Albay Alpaslan Türkeş, aynı gün saat 15:00'de Genelkurmay Başkanlığı'nda yapılan basın toplantısında gazetecilerin sorularını yanıtladı: "Bu sabahki harekâtı nasıl tafsil edebilirsiniz? Bir darbe-i hükümet mi olmuştur, yoksa Anayasa'ya dönüş mü bahis konusudur?"
Türkeş’in yanıtı, askerin hükümete karşı bakışını da yansıtıyordu:
"Yürürlükteki Anayasa idare tarafından çiğnenirse o idarenin meşruiyeti şüpheye düşer. Onun için biz birkaç seneden beri memlekette Anayasa'nın ihlal edildiğine şahit olduk. Fakat sabırla bekledik ve içten temenni ettik ki, bu yol parlamenter nizam içinde Meclis'te halledilsin. Son bir aylık hadiseler memlekette büyük üzüntüye sebep oldu ve demokrasi hayatımız bir çıkmaza girdi. Fakat bütün ümit ve beklememize rağmen Parlamento'da bunun düzelmesine gidilmedi.
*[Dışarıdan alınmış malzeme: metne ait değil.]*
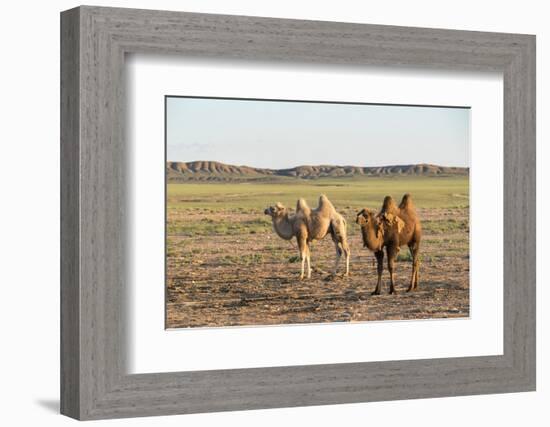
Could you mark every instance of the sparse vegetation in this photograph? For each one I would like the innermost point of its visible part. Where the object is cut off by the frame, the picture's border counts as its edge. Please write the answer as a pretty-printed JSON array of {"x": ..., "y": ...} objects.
[{"x": 225, "y": 265}]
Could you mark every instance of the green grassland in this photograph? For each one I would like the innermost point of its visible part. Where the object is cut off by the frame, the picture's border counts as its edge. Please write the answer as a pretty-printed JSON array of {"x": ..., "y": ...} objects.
[
  {"x": 226, "y": 266},
  {"x": 427, "y": 192},
  {"x": 208, "y": 201}
]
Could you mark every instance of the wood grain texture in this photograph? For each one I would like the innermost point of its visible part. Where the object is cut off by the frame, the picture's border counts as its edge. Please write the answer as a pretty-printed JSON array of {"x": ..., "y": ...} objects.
[{"x": 94, "y": 382}]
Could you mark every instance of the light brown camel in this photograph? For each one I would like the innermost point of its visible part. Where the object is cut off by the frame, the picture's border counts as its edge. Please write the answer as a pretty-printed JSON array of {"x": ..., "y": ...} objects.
[
  {"x": 308, "y": 224},
  {"x": 394, "y": 226}
]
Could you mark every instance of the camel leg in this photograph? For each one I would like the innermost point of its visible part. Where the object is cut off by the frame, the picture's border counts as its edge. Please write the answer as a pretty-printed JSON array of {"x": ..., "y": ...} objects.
[
  {"x": 302, "y": 247},
  {"x": 416, "y": 265},
  {"x": 414, "y": 248},
  {"x": 347, "y": 253},
  {"x": 413, "y": 274},
  {"x": 392, "y": 254},
  {"x": 337, "y": 260},
  {"x": 308, "y": 259},
  {"x": 379, "y": 268}
]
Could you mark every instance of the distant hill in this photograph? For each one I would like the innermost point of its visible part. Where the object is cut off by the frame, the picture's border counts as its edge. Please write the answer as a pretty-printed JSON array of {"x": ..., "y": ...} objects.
[{"x": 216, "y": 171}]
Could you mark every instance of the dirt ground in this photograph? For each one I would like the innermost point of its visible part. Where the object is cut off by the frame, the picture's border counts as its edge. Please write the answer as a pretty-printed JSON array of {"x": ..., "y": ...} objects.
[{"x": 247, "y": 275}]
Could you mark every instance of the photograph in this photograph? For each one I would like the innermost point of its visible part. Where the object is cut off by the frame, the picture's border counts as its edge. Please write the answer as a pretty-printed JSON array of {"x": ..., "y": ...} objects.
[{"x": 284, "y": 212}]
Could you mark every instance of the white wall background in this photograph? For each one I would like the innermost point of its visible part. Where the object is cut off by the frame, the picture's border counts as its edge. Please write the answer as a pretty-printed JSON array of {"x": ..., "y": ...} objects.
[{"x": 29, "y": 224}]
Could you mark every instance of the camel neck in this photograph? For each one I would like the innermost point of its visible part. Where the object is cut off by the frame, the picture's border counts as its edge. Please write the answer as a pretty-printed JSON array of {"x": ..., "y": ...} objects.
[{"x": 283, "y": 227}]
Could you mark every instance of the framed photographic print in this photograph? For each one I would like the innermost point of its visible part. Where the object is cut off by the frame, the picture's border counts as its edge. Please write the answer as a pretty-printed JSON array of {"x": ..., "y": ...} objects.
[{"x": 261, "y": 213}]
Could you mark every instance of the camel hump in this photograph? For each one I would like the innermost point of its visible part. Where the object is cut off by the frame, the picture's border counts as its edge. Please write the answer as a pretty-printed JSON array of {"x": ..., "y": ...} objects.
[
  {"x": 325, "y": 204},
  {"x": 389, "y": 205},
  {"x": 406, "y": 202},
  {"x": 302, "y": 206}
]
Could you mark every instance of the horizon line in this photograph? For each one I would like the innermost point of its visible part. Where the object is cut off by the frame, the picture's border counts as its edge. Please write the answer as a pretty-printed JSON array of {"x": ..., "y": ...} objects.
[{"x": 325, "y": 164}]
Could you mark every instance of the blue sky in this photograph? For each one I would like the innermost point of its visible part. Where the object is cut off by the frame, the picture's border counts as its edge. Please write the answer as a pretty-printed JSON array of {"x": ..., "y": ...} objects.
[{"x": 280, "y": 134}]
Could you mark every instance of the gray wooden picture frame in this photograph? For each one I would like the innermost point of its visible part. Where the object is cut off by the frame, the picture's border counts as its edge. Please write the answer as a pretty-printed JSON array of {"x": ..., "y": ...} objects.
[{"x": 94, "y": 381}]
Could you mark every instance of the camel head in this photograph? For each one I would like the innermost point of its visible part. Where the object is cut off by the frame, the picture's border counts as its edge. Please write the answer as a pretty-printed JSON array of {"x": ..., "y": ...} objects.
[{"x": 275, "y": 211}]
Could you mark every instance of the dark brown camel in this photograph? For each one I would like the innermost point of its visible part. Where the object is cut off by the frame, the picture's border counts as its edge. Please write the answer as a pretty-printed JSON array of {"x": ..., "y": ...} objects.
[{"x": 394, "y": 226}]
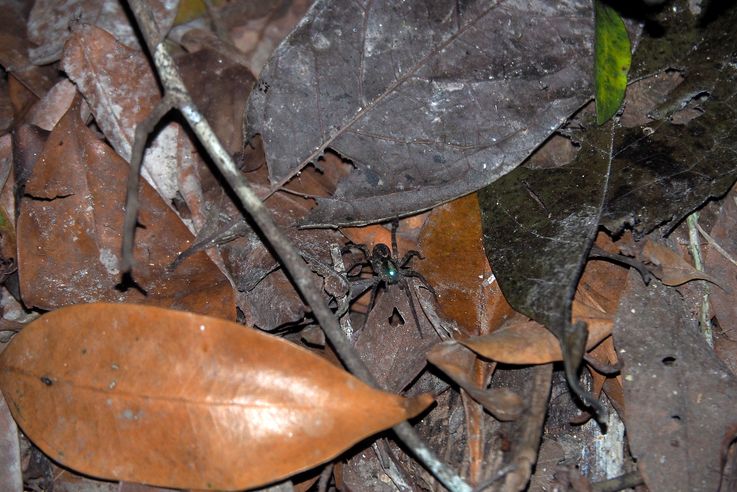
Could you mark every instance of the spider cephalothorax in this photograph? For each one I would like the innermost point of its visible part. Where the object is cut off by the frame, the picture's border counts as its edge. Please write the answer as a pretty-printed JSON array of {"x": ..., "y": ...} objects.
[{"x": 388, "y": 269}]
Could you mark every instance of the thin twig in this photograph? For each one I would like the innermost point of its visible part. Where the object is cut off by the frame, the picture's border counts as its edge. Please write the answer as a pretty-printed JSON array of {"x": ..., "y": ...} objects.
[
  {"x": 694, "y": 245},
  {"x": 529, "y": 442},
  {"x": 626, "y": 481},
  {"x": 714, "y": 244},
  {"x": 143, "y": 130},
  {"x": 324, "y": 481},
  {"x": 284, "y": 249}
]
Diktatörlüğe gidileceğinden bütün memleket endişeye düştü ve bu hal ayrı partilere mensup vatandaşların münasebetlerini de güç hale soktu. Bu durum karşısında memleketin ve milletin iç ve dış tehlikelerden korunması sorumluluğunu üzerinde taşıyan Türk Silahlı Kuvvetleri, kötü şekilde yürütülen bu iç mücadelenin memleketin dış emniyetini de tehlikeye soktuğunu gördü. Bunun hem Orta Doğu bölgesinde sulh ve sükunu temin, hem de Ana-yasa'nın her türlü tesirden azade bir hale getirilmesi maksadıyla Türk Silahlı Kuvvetleri kendi sorumluluğu dahilinde düzeltmeye karar verdi." (Cumhuriyet, 28 Mayıs 1960.)